I've been training large 65b models on "rent for N hours" systems for less than ...

Voloskaya · on April 17, 2023

Finetuning cost are nowhere near representative of the cost to pre-train those models.

Trying to replicate the quality of GPT-3 from scratch, using all the tricks and training optimizations in the books that are available now but weren't used during GPT-3 actual training, will still cost you north of $500K, and that's being extremly optimistic.

GPT-4 level model would be at least 10x this using the same optimism (meaning you are managing to train it for much cheaper than OpenAI). And That's just pure hardware cost, the team you need to actually makes this happen is going to be very expensive as well.

edit: To quantify how "extremely optimistic" that is, the very model you are finetuning, which I assume is Llama 65B, would cost around ~$18M to train on google cloud assuming you get a 50% discount on their listed GPU prices (2048 A100 GPUs for 5 months). And that's not even GPT-4 level.

bagels · on April 17, 2023

$5M to train GPT-4 is the best investment I've ever seen. I've seen startups waste more money for tremendously smaller impact.

Voloskaya · on April 17, 2023

As I stated in my comment, $5M is assuming you can do a much much better job than OpenAI at optimizing your training, only need to make a single training run, your employees salaries are $0, and you get a clean dataset for essentially free.

Real cost is 10-20x that.

That's still a good investment though. But the issue is you could very well sink $50M into this endeavour and end up with a model that actually is not really good and gets rendered useless by an open-source model that gets released 1 month later.

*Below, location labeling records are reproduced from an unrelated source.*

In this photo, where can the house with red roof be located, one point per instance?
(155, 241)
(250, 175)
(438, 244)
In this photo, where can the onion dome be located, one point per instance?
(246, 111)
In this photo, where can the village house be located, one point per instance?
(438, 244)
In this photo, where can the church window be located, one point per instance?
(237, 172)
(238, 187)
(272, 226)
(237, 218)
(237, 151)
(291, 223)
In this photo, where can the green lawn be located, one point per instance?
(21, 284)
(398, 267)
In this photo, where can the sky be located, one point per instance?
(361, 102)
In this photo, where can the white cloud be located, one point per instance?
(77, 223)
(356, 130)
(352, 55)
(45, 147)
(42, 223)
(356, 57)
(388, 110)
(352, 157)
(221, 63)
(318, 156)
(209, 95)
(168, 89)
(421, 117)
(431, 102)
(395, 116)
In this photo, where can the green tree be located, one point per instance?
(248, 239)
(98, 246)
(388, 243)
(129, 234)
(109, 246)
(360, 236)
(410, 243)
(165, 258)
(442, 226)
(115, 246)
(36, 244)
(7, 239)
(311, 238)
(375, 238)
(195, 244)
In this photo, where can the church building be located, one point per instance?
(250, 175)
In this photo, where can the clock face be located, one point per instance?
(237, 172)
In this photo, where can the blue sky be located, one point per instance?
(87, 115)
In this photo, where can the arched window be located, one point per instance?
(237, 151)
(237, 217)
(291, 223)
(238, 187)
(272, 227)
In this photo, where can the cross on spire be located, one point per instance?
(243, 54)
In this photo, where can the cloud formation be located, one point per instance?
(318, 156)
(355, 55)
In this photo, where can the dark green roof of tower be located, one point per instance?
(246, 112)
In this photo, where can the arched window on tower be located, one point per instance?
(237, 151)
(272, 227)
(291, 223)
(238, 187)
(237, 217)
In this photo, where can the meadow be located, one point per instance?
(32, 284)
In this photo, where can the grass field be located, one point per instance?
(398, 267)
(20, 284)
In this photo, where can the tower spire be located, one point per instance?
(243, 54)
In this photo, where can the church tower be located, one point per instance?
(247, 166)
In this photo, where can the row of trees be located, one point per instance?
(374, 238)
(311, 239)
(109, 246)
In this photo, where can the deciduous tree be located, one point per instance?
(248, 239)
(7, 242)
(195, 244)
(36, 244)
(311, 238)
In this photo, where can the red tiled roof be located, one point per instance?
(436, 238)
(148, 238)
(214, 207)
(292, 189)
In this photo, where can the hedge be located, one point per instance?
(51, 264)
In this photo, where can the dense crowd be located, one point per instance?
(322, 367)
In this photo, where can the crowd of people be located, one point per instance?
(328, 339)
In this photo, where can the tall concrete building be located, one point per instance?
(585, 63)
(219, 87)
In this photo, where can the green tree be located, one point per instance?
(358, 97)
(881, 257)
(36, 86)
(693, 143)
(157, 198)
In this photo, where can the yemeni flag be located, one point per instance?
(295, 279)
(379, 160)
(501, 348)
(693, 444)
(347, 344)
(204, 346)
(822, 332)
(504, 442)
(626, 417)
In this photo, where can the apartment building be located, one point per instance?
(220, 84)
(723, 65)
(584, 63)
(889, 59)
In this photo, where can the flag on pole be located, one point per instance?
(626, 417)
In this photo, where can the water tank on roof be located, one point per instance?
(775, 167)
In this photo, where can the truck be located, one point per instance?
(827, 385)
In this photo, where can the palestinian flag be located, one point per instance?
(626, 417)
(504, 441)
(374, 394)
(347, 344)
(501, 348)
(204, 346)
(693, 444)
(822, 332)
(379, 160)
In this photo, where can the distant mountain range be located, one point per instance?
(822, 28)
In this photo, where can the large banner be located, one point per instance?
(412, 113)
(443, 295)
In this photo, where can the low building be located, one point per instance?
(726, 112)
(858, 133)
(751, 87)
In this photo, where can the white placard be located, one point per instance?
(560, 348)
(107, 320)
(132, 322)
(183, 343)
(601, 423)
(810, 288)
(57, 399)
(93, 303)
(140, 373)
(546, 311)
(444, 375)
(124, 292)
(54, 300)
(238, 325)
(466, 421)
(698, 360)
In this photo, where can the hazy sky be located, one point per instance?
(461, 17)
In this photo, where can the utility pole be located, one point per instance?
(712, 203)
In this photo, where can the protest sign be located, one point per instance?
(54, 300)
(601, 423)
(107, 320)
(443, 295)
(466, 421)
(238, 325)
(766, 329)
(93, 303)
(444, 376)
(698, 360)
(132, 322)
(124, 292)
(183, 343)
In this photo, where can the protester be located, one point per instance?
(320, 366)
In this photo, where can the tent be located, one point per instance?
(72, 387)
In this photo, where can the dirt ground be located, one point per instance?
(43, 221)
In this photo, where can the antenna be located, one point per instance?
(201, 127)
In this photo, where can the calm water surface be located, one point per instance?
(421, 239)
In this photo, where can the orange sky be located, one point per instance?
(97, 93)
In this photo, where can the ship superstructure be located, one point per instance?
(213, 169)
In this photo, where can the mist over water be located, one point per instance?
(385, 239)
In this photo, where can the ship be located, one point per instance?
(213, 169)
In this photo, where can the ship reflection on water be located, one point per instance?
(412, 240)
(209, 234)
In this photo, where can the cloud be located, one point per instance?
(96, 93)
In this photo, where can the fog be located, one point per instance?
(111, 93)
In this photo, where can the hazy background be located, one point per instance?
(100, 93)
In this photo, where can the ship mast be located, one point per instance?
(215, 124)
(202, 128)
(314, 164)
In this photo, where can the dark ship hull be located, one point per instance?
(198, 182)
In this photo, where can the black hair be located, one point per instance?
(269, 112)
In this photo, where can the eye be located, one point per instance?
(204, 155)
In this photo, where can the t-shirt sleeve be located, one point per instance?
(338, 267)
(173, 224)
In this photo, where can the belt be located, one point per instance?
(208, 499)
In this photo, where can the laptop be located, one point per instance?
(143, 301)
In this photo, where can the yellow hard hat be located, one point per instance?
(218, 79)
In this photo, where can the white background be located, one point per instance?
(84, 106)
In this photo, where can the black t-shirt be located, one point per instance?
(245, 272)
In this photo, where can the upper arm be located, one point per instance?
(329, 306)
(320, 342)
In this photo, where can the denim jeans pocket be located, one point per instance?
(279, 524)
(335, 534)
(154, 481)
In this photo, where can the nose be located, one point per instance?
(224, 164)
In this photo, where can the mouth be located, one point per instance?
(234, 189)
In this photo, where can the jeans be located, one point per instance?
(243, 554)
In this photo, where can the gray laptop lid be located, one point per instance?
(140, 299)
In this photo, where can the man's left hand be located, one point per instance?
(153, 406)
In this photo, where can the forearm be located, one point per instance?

OpenAI truly has unique expertise in this field that is very, very hard to replicate.

moffkalast · on April 17, 2023

> and end up with a model that actually is not really good and gets rendered useless

ahem Bard ahem

Tepix · on April 18, 2023

You are confusing training with fine-tuning which is a different beast.

ldehaan · on April 24, 2023

No I'm not, it's the full model on 8 gpus for a couple hundred. After training I fine tune for chats but mostly command and control tools, and then you fine-tune for application.